Er nickte. „Ja." Es schien das einzige Wort zu sein, das zu sagen er an diesem Abend im Stande war. Worte waren einfach nicht seine Stärke. Würden es nie sein.
Sie stellte sich keck auf die Zehenspitzen. Jetzt waren ihre Augen genau auf der Höhe von seinen. „Dann frag doch einfach, wenn du dich traust, meine Antwort zu hören."

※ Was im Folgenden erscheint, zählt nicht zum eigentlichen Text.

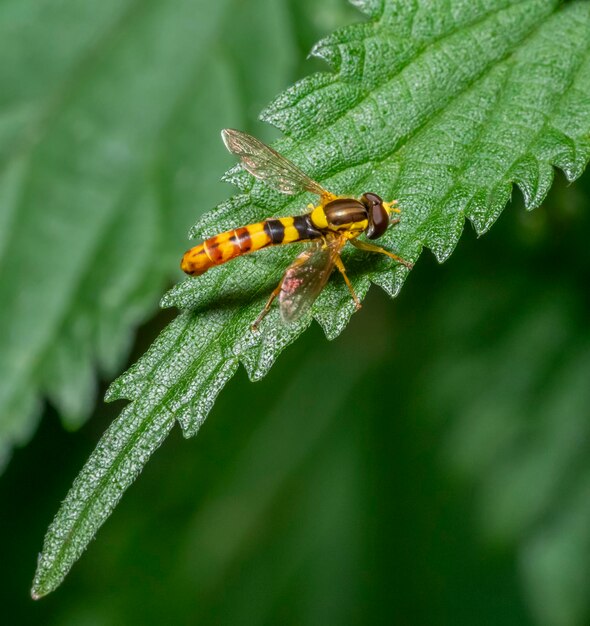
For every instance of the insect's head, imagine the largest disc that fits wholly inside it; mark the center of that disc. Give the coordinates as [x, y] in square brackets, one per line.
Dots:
[379, 214]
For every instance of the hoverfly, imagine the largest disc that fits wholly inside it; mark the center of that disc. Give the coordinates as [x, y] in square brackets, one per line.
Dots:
[326, 227]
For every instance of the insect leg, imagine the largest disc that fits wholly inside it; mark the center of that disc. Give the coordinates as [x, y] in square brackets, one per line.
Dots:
[266, 309]
[342, 270]
[369, 247]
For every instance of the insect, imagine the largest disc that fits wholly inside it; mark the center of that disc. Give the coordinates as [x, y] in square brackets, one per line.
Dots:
[326, 227]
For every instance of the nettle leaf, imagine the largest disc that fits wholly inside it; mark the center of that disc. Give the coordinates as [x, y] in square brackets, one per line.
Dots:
[103, 149]
[443, 106]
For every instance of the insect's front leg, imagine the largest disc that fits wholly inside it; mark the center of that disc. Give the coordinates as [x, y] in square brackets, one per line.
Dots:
[369, 247]
[342, 270]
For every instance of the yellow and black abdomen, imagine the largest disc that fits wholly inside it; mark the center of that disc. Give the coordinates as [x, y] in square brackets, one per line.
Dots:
[234, 243]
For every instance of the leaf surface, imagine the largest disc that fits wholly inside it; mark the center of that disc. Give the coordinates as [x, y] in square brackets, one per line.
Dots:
[105, 151]
[443, 106]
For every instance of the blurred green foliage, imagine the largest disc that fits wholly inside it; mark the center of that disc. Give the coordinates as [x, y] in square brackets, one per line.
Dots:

Er atmete tief ein und nahm all seinen Mut zusammen. Wer sich nicht traute, konnte auch nicht gewinnen.
„Darf ich dich küssen?"
„Ja." Sie nickte. Er mochte dieses kleine, kurze Wort. Von diesem Tag an würde es sein Lieblingswort sein. Zaghaft drückte er seine Lippen auf ihre, kurz und schnell. Sein erstes Unterfangen in dieser Richtung.
Sie schaute ihn fragend an, war keinen Millimeter von ihm zurückgewichen. „Das war's? Deswegen machst du so einen Aufstand?"
Er spürte ihren Atem in seinem Gesicht. „Möchtest du etwa noch mal von mir geküsst werden?", fragte er hoffnungsvoll und blickte sie aus großen dunkelbraunen Augen an.
„Ja, will ich." Und ehe er sich versehen konnte, hatte sie sich auf ihre Zehenspitzen erhoben und ihre Lippen erneut gegen seine gepresst. Dieses Mal fest und entschlossen.
Ihre Antwort war eindeutig und sie gefiel ihm sehr.
Was ihr Vater davon halten würde, damit würde er sich später auseinandersetzen. Jetzt vernebelte ihm etwas anderes die Sinne. Etwas viel Erfreulicheres und Schöneres.